Deep Dive: Prefetchable vs. Non-Prefetchable Memory
When a device requests MMIO space, it must specify whether that space should be Prefetchable (P-MMIO) or Non-Prefetchable (NP-MMIO). The distinction between the two relies entirely on how the device reacts when its memory is read.
Understanding Read Side-Effects To understand prefetching, we must first understand read side-effects. A read side-effect occurs when the simple act of reading a memory location fundamentally changes the state of the target device.
For example, imagine a memory-mapped status register that is designed to automatically clear itself the moment it is read. This hardware trick saves the software programmer from having to execute a separate “clear” command. Because reading this location alters the data, it possesses a read side-effect and must be classified as Non-Prefetchable memory.
The Rules of Prefetchable Space By contrast, Prefetchable space has two strict attributes: reads do not have side effects, and write merging is allowed.
Because reading this memory does not alter its state, the system is allowed to speculatively “prefetch” data ahead of time. If a requester asks to read 128 bytes, the target might proactively gather the next 128 bytes as well, anticipating that the requester will want them soon.
- If the data is needed: Performance is massively improved because the data is already waiting in a buffer.
- If the data is NOT needed: The system can safely discard the prefetched bytes to free up buffer space. Because the memory has no read side-effects, the original data remains perfectly intact at the source and can be fetched again later if necessary.
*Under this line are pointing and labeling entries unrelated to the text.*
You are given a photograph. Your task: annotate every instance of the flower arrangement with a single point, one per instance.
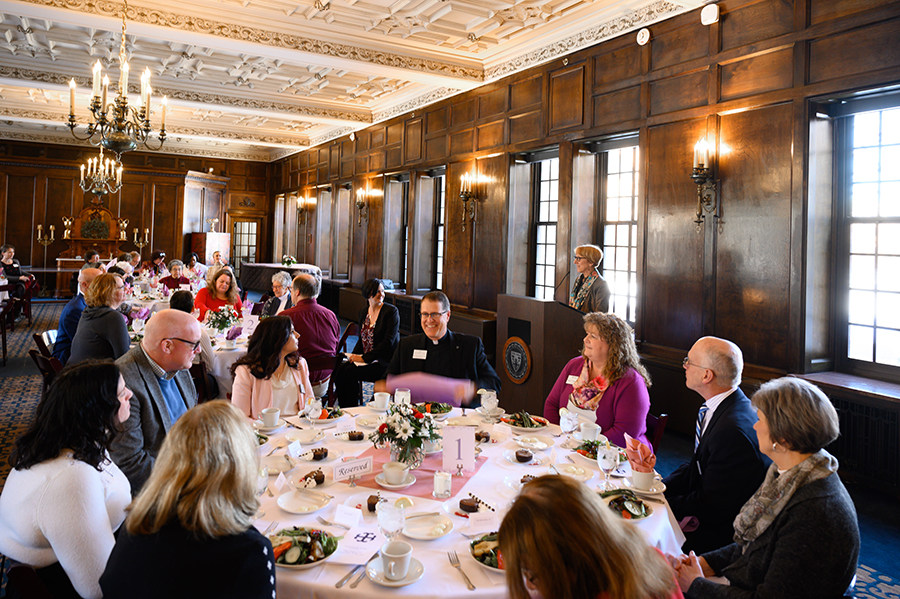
(406, 429)
(223, 318)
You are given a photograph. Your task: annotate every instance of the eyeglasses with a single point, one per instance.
(687, 362)
(434, 315)
(194, 344)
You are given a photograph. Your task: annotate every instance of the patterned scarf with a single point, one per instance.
(775, 492)
(582, 288)
(587, 393)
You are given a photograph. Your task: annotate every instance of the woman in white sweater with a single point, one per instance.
(64, 497)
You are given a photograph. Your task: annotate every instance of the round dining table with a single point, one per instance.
(494, 481)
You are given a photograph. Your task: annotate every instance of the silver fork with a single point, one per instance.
(329, 523)
(454, 561)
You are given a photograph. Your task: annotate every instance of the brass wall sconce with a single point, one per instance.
(469, 198)
(702, 174)
(362, 206)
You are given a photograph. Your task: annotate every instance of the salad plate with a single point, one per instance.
(297, 502)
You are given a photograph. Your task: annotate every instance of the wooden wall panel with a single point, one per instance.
(758, 74)
(617, 107)
(678, 93)
(567, 97)
(672, 291)
(873, 48)
(752, 269)
(756, 22)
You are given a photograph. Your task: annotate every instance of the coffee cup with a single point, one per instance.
(590, 431)
(270, 417)
(395, 557)
(381, 400)
(395, 473)
(643, 481)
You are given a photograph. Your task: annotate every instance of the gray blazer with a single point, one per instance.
(134, 448)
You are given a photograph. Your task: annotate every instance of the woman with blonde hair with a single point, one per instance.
(590, 293)
(561, 539)
(191, 525)
(221, 290)
(607, 383)
(102, 332)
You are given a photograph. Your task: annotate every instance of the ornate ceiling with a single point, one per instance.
(261, 79)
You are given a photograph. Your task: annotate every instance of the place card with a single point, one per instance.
(459, 448)
(353, 468)
(346, 515)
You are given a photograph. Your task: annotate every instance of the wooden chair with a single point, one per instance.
(45, 342)
(49, 367)
(655, 428)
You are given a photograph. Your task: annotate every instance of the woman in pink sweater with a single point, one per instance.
(271, 375)
(606, 384)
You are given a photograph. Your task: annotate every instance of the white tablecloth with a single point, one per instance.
(440, 579)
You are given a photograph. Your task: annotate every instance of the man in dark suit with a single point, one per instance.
(727, 467)
(156, 372)
(443, 353)
(71, 314)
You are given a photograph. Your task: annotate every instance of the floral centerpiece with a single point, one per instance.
(223, 318)
(405, 429)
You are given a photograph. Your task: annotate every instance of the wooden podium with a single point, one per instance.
(535, 340)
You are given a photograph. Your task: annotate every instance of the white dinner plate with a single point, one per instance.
(536, 459)
(333, 454)
(423, 528)
(375, 572)
(298, 502)
(410, 480)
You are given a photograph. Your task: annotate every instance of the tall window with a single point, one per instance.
(619, 194)
(546, 186)
(868, 158)
(440, 183)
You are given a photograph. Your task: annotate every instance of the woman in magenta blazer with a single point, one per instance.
(271, 375)
(606, 382)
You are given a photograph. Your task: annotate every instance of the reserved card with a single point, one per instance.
(459, 448)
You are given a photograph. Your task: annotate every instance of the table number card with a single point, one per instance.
(459, 448)
(353, 468)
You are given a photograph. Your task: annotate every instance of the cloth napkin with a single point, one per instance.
(639, 455)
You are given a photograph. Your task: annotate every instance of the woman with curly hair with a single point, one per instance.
(64, 497)
(560, 538)
(606, 384)
(271, 375)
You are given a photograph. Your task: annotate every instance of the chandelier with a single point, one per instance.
(101, 177)
(121, 128)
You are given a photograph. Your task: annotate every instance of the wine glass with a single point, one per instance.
(390, 519)
(607, 459)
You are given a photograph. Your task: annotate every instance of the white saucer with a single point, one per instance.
(375, 572)
(258, 425)
(410, 480)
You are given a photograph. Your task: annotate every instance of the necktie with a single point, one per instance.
(701, 415)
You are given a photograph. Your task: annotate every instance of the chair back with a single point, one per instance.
(655, 428)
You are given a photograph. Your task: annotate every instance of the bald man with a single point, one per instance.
(727, 466)
(156, 371)
(71, 314)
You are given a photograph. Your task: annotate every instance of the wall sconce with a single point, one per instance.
(706, 183)
(468, 196)
(361, 206)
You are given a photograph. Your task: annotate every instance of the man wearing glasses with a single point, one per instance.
(156, 371)
(727, 467)
(441, 353)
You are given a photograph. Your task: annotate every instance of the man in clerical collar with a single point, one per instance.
(156, 372)
(446, 356)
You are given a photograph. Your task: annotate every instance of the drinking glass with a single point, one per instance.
(607, 459)
(390, 519)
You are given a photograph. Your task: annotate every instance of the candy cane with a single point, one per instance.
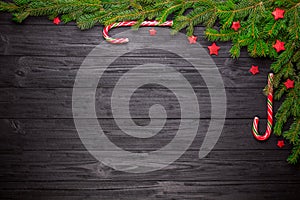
(270, 114)
(129, 23)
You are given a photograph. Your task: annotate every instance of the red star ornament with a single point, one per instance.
(278, 13)
(213, 49)
(254, 70)
(152, 32)
(279, 46)
(192, 39)
(56, 20)
(236, 25)
(289, 84)
(280, 143)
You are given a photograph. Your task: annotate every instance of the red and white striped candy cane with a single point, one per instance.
(270, 114)
(129, 23)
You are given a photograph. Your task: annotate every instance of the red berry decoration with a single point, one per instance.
(279, 46)
(236, 25)
(192, 39)
(254, 70)
(56, 20)
(278, 13)
(213, 49)
(152, 32)
(280, 143)
(289, 84)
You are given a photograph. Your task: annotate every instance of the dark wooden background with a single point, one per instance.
(42, 157)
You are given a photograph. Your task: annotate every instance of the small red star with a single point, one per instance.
(236, 25)
(213, 49)
(192, 39)
(289, 84)
(280, 143)
(254, 70)
(56, 20)
(152, 32)
(279, 46)
(278, 13)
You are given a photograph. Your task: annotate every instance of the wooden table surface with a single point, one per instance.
(42, 156)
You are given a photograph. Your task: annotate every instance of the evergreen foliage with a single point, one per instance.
(258, 33)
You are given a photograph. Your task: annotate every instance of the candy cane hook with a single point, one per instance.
(129, 23)
(270, 114)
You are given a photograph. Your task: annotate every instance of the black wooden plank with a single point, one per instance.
(61, 135)
(57, 102)
(218, 165)
(170, 190)
(60, 72)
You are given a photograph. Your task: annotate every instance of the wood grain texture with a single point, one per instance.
(42, 156)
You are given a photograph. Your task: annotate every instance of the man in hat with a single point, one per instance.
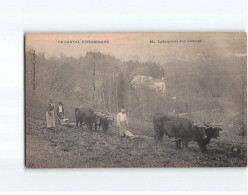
(60, 110)
(122, 122)
(50, 118)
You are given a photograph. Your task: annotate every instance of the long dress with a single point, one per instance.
(50, 119)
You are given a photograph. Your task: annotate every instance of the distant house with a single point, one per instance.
(147, 81)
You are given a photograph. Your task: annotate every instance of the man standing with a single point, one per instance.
(50, 119)
(122, 122)
(60, 111)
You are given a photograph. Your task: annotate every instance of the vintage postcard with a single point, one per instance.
(131, 100)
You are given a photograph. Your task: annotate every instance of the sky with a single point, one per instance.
(137, 46)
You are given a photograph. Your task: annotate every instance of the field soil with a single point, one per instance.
(74, 148)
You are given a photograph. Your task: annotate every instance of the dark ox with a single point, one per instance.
(101, 120)
(85, 115)
(179, 128)
(211, 132)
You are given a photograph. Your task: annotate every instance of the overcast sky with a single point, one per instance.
(137, 46)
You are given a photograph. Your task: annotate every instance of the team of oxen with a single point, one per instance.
(181, 129)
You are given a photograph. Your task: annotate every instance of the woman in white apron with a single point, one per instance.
(50, 118)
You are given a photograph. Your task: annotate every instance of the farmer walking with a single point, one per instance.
(122, 122)
(50, 118)
(60, 111)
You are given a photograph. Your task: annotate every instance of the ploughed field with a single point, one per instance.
(71, 147)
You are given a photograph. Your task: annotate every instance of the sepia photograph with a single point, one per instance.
(135, 100)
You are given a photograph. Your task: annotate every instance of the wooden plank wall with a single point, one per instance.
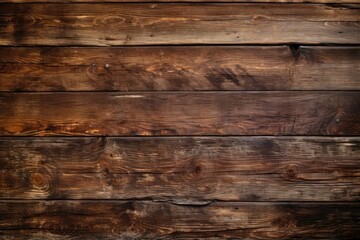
(179, 119)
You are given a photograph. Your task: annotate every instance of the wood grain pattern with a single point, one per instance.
(179, 68)
(149, 220)
(206, 1)
(182, 169)
(180, 113)
(148, 24)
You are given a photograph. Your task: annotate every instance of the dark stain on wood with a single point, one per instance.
(179, 68)
(186, 169)
(153, 24)
(146, 219)
(168, 113)
(179, 136)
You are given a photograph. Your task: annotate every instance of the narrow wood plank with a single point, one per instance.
(181, 113)
(149, 220)
(182, 169)
(206, 1)
(181, 23)
(179, 68)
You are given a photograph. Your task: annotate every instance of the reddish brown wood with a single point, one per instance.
(182, 169)
(180, 23)
(179, 68)
(146, 219)
(185, 113)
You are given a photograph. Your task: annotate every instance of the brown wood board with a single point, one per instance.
(182, 169)
(180, 23)
(160, 220)
(179, 68)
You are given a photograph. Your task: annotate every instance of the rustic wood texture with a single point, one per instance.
(180, 68)
(206, 1)
(180, 113)
(181, 23)
(182, 169)
(149, 220)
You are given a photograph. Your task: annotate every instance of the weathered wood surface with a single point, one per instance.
(149, 220)
(180, 68)
(180, 113)
(181, 23)
(206, 1)
(182, 169)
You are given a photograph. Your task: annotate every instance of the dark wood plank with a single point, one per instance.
(149, 220)
(154, 1)
(181, 113)
(148, 24)
(182, 169)
(179, 68)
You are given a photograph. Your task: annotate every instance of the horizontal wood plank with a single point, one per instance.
(181, 113)
(206, 1)
(149, 220)
(182, 169)
(180, 68)
(181, 23)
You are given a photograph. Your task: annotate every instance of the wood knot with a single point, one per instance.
(291, 171)
(198, 169)
(39, 181)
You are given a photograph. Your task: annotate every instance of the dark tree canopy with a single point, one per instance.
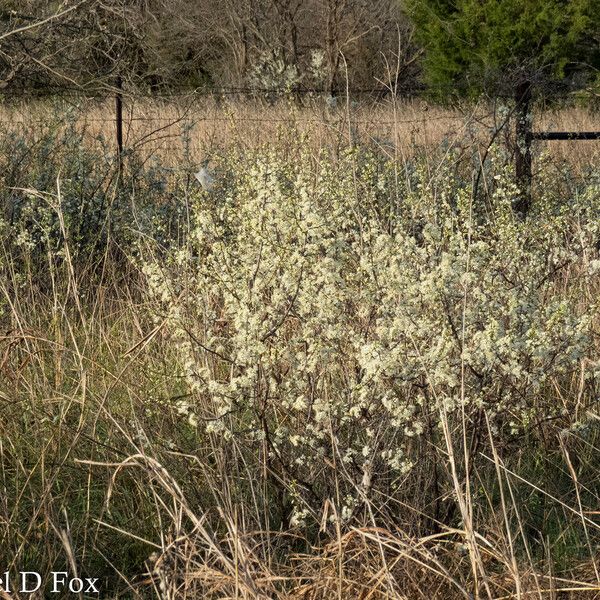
(475, 46)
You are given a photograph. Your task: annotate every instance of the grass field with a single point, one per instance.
(342, 372)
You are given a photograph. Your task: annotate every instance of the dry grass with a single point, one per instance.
(99, 472)
(400, 128)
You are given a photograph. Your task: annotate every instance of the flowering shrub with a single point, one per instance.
(328, 315)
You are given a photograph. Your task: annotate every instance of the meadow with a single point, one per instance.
(347, 370)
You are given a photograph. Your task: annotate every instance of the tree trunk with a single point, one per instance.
(524, 137)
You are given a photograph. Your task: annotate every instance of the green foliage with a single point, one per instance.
(474, 46)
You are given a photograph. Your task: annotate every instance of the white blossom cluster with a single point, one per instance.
(325, 311)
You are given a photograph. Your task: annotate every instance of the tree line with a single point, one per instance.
(447, 48)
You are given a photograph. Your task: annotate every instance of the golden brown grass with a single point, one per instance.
(400, 128)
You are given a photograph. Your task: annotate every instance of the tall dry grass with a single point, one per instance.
(101, 475)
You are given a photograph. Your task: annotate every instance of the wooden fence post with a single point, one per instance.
(524, 137)
(119, 121)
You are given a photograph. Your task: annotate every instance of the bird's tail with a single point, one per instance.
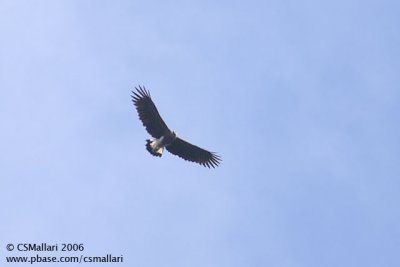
(151, 146)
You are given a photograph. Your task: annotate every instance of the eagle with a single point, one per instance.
(163, 137)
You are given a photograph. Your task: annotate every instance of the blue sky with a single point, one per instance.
(300, 98)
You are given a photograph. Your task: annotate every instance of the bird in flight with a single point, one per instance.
(163, 137)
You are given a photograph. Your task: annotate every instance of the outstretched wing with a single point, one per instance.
(193, 153)
(148, 113)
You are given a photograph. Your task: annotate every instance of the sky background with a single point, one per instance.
(300, 98)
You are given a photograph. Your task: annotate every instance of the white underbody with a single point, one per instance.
(157, 146)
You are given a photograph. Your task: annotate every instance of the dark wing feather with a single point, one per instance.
(193, 153)
(148, 113)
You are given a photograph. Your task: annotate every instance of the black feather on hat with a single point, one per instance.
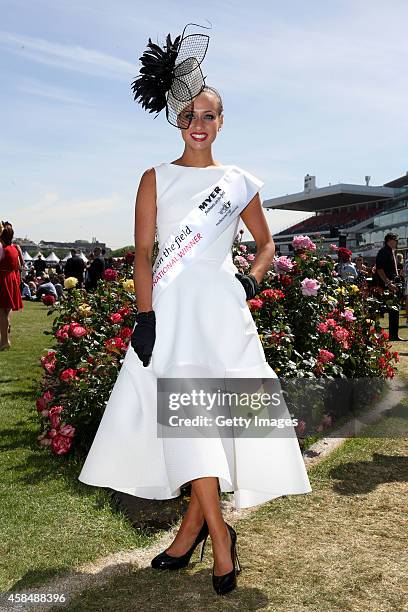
(171, 77)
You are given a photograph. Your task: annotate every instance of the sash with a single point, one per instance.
(213, 210)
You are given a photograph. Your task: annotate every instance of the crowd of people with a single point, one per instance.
(389, 271)
(20, 280)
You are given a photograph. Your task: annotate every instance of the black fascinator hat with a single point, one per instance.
(171, 77)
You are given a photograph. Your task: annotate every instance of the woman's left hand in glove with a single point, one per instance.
(249, 283)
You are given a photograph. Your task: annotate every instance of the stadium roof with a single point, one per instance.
(333, 196)
(399, 182)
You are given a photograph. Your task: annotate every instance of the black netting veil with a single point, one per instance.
(171, 76)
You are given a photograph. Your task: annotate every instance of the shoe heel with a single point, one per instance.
(202, 548)
(238, 563)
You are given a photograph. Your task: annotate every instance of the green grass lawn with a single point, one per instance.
(341, 547)
(49, 521)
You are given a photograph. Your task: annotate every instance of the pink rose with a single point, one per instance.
(255, 304)
(283, 264)
(241, 262)
(325, 356)
(124, 311)
(309, 287)
(44, 440)
(68, 374)
(53, 414)
(110, 274)
(62, 333)
(116, 317)
(301, 427)
(49, 362)
(48, 300)
(77, 331)
(115, 344)
(303, 242)
(340, 334)
(67, 430)
(126, 333)
(348, 315)
(61, 444)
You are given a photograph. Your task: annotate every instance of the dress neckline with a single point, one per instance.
(198, 167)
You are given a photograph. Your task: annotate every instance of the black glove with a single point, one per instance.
(144, 336)
(249, 283)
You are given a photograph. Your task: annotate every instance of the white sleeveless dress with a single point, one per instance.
(203, 328)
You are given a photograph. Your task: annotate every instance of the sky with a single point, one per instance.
(308, 87)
(Note: If a system accidentally prefetched data from a register with read side-effects, discarding the unused data would permanently destroy it, making recovery impossible.)
Why Does This Distinction Still Exist?
The concept of prefetchable memory was vastly more important in legacy PCI architectures than it is in PCIe. In legacy PCI, read transactions did not provide a byte count in advance. When a read had to cross a bridge, the bridge had to blindly guess how much data to gather; guessing wrong introduced massive latency, making the ability to safely prefetch data crucial for bus performance.
Because modern PCIe read requests explicitly state their exact transfer size in the packet header, this guesswork is no longer necessary. However, the distinction between Prefetchable and Non-Prefetchable space is fully carried forward into the PCIe standard to maintain seamless backward compatibility with legacy PCI software.